Algemesí, 24 de septiembre. Primera de feria. Lleno.
Novillos de Torrestrella, el tercero para rejones, muy bien presentados, con cuajo y mucho que torear.
Juan Antonio Navas (de purísima y oro), silencio en su lote.
Rafael González (de purísima y oro), oreja y oreja.
Ana Rita (de rosa pálido y adornos de oro y azabache), oreja.
De las cuadrillas destacaron Raúl Martí y Niño de Santa Rita.
Comenzó la Feria de las Novilladas con un festejo que dejó claro que, en ninguna profesión -y en general en nada en la vida, pero en el toreo mucho más- los comienzos son duros, muy difíciles.
Y bien lo pudieron comprobar los protagonistas de esta función inaugural, que s eenfrentaron a un encierro de Álvaro Domecq muy bien presentado, con su seriedad por delante, con cuajo, plaza y romana… y mucho que torear. No fueron tontos para nada y pedían manos con experiencia.
Algo que se notó en Juan Antonio Navas, que volvía ayer a vestirse de luces tras casi un año sin hacerlo y sin haber visto apenas un pitón en estos últimos doce meses. Y lo acusó. Su primero sacó mucha movilidad y no le dejó estar cómodo en ningún momento. Algo más entonado se le vio con su segundo, a que le costó más ir hacia adelante y con el que sacó ganas y coraje en un trasteo tan voluntarioso como irregular que también remató mal con la espada.

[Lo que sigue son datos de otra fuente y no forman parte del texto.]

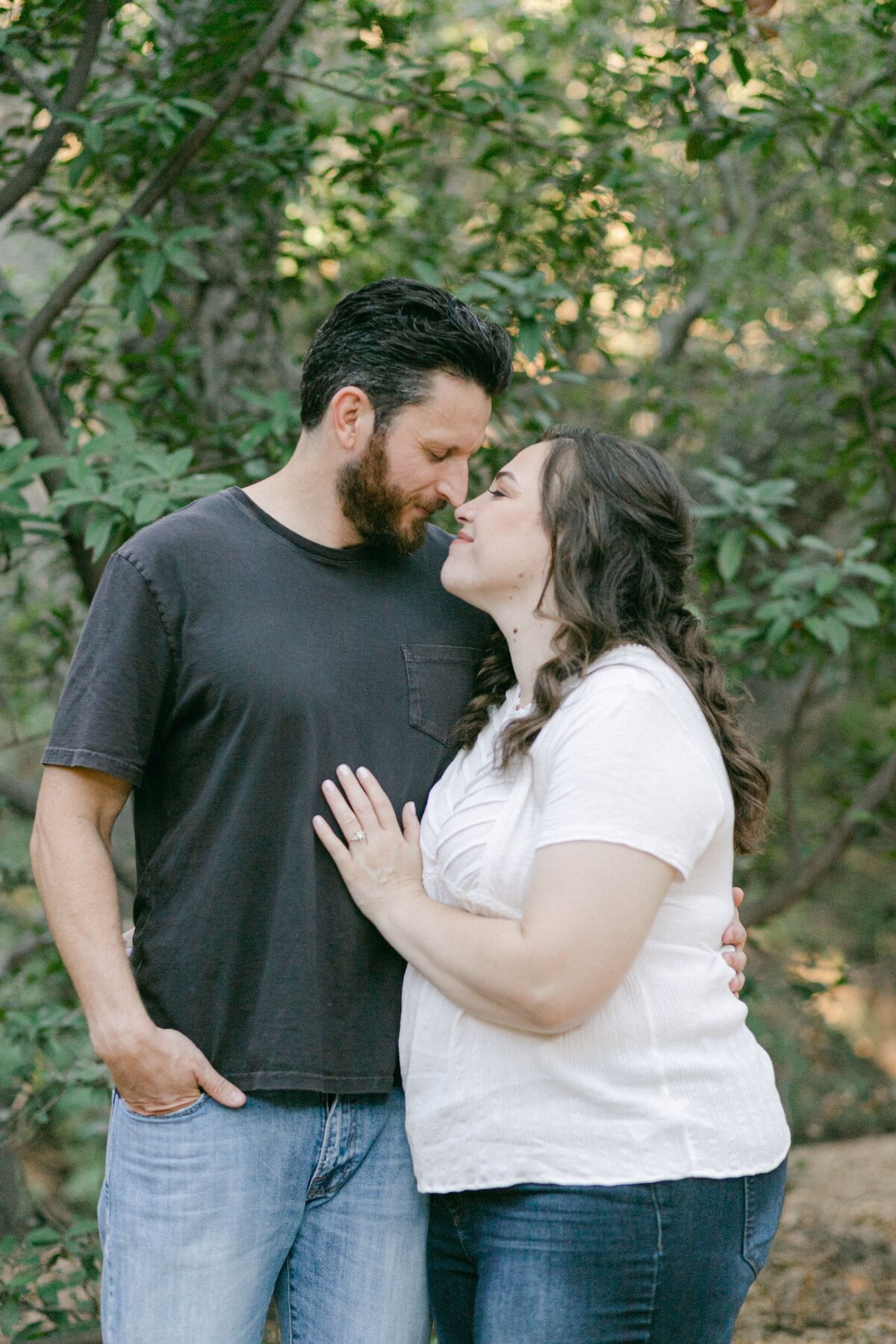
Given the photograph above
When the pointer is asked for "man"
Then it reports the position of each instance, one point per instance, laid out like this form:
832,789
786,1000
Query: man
234,656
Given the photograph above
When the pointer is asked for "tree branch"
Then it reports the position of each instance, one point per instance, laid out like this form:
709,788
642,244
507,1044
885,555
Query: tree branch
163,181
34,420
790,890
43,152
38,92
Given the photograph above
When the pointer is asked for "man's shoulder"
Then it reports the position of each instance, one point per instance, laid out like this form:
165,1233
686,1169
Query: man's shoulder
184,532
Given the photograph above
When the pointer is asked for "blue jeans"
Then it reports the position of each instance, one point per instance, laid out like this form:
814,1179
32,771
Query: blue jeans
657,1263
207,1214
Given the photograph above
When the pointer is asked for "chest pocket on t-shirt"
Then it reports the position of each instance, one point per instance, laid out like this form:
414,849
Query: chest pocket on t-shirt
440,682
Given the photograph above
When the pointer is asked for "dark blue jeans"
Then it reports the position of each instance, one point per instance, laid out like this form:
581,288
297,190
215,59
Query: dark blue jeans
668,1263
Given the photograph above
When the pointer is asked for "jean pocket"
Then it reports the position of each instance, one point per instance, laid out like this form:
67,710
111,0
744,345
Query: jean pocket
440,682
763,1199
172,1115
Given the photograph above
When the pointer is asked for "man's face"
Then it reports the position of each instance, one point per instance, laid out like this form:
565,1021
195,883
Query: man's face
417,465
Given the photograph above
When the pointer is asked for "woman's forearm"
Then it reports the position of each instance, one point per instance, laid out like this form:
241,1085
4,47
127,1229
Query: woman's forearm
482,965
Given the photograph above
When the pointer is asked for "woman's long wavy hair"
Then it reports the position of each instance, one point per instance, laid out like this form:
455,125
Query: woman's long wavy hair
621,547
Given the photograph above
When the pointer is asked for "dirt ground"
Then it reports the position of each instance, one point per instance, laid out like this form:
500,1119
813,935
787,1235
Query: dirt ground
832,1273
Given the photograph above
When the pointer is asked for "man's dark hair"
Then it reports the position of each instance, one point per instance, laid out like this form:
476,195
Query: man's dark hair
390,337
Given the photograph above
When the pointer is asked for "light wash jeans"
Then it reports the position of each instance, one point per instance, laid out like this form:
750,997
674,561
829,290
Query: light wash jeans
207,1214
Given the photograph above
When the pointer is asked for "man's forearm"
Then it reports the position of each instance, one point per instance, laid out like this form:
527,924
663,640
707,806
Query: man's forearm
77,883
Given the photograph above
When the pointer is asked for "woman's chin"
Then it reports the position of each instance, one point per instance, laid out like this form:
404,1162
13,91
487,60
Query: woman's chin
455,582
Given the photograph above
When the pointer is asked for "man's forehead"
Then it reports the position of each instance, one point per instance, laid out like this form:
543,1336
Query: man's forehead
454,420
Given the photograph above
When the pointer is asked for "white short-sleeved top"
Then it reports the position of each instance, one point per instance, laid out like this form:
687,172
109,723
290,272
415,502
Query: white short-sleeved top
665,1081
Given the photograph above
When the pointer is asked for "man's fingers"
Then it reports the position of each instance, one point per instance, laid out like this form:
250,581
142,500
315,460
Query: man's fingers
218,1088
735,959
411,824
735,934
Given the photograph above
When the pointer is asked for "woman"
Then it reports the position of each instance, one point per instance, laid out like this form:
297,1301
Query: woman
598,1128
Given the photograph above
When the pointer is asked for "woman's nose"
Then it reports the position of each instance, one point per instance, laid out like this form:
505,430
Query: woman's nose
454,484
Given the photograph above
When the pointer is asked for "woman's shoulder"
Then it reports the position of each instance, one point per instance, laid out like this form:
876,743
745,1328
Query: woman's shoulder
629,671
635,688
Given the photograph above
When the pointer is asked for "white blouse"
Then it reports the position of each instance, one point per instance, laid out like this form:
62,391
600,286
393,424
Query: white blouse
665,1080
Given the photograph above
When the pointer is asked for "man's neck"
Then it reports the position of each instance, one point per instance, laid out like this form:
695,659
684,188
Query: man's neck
302,497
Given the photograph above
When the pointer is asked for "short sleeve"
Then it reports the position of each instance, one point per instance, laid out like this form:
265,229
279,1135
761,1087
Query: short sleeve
114,695
621,768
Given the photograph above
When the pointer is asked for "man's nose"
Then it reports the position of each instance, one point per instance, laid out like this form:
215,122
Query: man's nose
454,483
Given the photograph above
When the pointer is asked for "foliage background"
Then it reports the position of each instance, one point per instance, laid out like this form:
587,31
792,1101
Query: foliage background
684,211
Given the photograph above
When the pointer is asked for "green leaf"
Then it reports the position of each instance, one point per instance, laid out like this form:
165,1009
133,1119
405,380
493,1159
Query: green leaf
829,631
99,532
151,507
739,63
857,609
731,554
152,273
827,582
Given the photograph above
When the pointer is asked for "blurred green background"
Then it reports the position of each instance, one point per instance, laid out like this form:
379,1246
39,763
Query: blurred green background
685,215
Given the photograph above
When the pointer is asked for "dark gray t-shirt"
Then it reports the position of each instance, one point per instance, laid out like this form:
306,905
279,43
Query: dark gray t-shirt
226,668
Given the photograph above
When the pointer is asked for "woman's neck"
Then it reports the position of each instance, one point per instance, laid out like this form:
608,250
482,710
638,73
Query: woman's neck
529,641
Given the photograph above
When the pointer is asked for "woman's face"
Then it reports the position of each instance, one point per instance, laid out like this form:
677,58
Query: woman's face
503,553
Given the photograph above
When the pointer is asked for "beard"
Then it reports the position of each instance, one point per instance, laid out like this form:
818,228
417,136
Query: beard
375,505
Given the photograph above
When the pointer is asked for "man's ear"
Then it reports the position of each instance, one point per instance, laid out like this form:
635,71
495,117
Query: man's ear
352,418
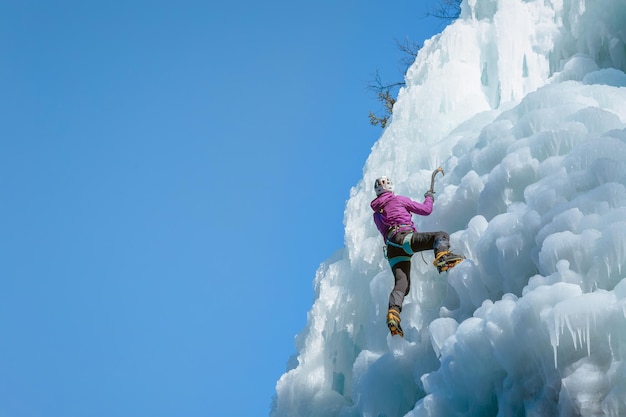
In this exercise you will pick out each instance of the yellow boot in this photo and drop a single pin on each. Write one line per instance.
(393, 322)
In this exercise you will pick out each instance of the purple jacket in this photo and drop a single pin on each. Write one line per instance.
(392, 210)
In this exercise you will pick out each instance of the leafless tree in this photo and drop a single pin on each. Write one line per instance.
(446, 10)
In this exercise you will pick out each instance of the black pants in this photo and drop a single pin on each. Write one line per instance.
(400, 248)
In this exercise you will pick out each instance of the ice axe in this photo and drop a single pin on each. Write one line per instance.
(432, 179)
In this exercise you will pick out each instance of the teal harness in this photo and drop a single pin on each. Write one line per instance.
(405, 246)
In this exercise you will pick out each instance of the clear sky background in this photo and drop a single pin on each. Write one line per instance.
(171, 176)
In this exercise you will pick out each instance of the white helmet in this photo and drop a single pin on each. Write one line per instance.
(383, 184)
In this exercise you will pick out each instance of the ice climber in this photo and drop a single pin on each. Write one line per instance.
(393, 218)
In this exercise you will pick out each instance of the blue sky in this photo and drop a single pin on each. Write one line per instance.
(172, 174)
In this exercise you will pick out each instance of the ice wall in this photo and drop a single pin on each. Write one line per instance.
(523, 103)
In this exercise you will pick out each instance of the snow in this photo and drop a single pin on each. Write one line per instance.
(523, 104)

Rafael González mostró oficio y estar más rodado. Se lució al recibir de capa a su primero, que embestía rebrincadito y justo de fuerza pero con nobleza si bien con el defecto de echar la cara arriba. El madrileño evidenció manos en una labor con altibajos que remató con eficacia.
También se estiró al veroniquear al que cerró plaza, con el que estuvo más efectista y de cara a la galería hasta que el animal comenzó a pararse. Volvió a estar fácil con el estoque y eso le valió la puerta grande.

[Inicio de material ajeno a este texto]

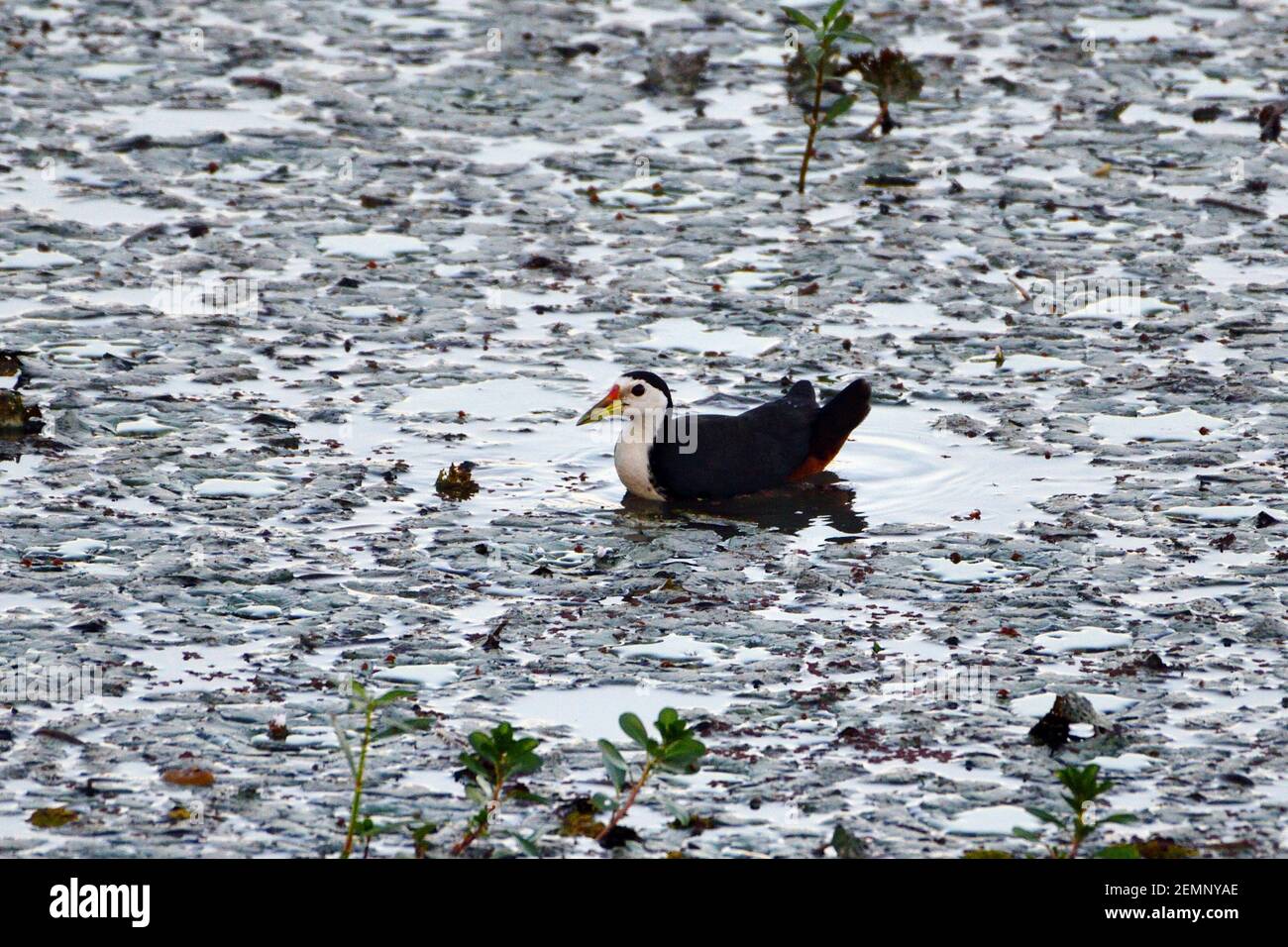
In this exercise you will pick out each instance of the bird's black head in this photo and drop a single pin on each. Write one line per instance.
(651, 379)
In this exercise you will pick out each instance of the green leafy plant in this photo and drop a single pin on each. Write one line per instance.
(497, 759)
(822, 60)
(1083, 789)
(677, 751)
(370, 709)
(892, 77)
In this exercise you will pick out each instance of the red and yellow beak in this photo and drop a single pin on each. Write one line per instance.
(609, 406)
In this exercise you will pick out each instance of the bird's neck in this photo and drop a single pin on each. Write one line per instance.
(643, 427)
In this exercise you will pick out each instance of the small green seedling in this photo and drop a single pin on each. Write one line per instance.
(370, 707)
(677, 751)
(1083, 791)
(497, 758)
(822, 58)
(892, 77)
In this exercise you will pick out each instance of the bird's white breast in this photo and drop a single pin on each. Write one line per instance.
(630, 458)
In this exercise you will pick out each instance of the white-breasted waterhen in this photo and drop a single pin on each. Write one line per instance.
(662, 455)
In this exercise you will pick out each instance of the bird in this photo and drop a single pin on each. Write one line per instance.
(664, 455)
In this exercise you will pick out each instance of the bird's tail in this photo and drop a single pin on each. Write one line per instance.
(833, 424)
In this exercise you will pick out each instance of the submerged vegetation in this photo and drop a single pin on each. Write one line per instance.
(818, 68)
(1085, 789)
(370, 709)
(820, 58)
(677, 751)
(497, 759)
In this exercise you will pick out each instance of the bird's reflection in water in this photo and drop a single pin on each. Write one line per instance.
(786, 509)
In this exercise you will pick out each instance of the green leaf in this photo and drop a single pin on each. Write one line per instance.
(800, 18)
(634, 728)
(837, 108)
(483, 746)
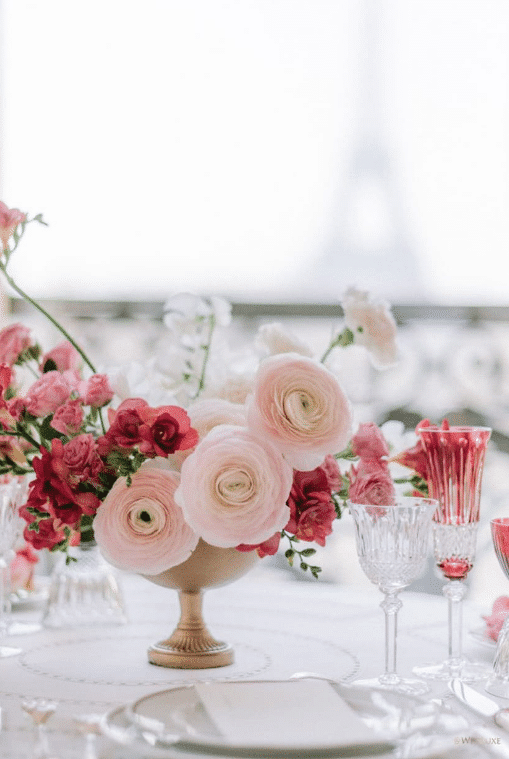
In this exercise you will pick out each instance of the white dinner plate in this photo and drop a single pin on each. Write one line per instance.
(419, 729)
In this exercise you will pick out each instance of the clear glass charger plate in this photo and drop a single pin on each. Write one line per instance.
(479, 635)
(173, 723)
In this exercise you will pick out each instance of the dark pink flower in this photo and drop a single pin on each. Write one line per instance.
(68, 418)
(369, 442)
(371, 483)
(497, 617)
(414, 458)
(47, 394)
(312, 510)
(80, 457)
(125, 423)
(165, 429)
(9, 220)
(13, 341)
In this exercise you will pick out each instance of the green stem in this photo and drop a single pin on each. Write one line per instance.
(206, 354)
(45, 313)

Entre ambos novilleros actuó la rejoneadoara portuguesa Ana Rita, que se enfrentó a un astado que fue un poco a su aire y al que paró con temple y poder. Arriesgó mucho en el segundo tercio, dejando llegar mucho y demostrando ser un jinete de alta escuela y con no poco sentido del espectáculo. Pero mató defectuosamente y eso redujo su premio a una única oreja.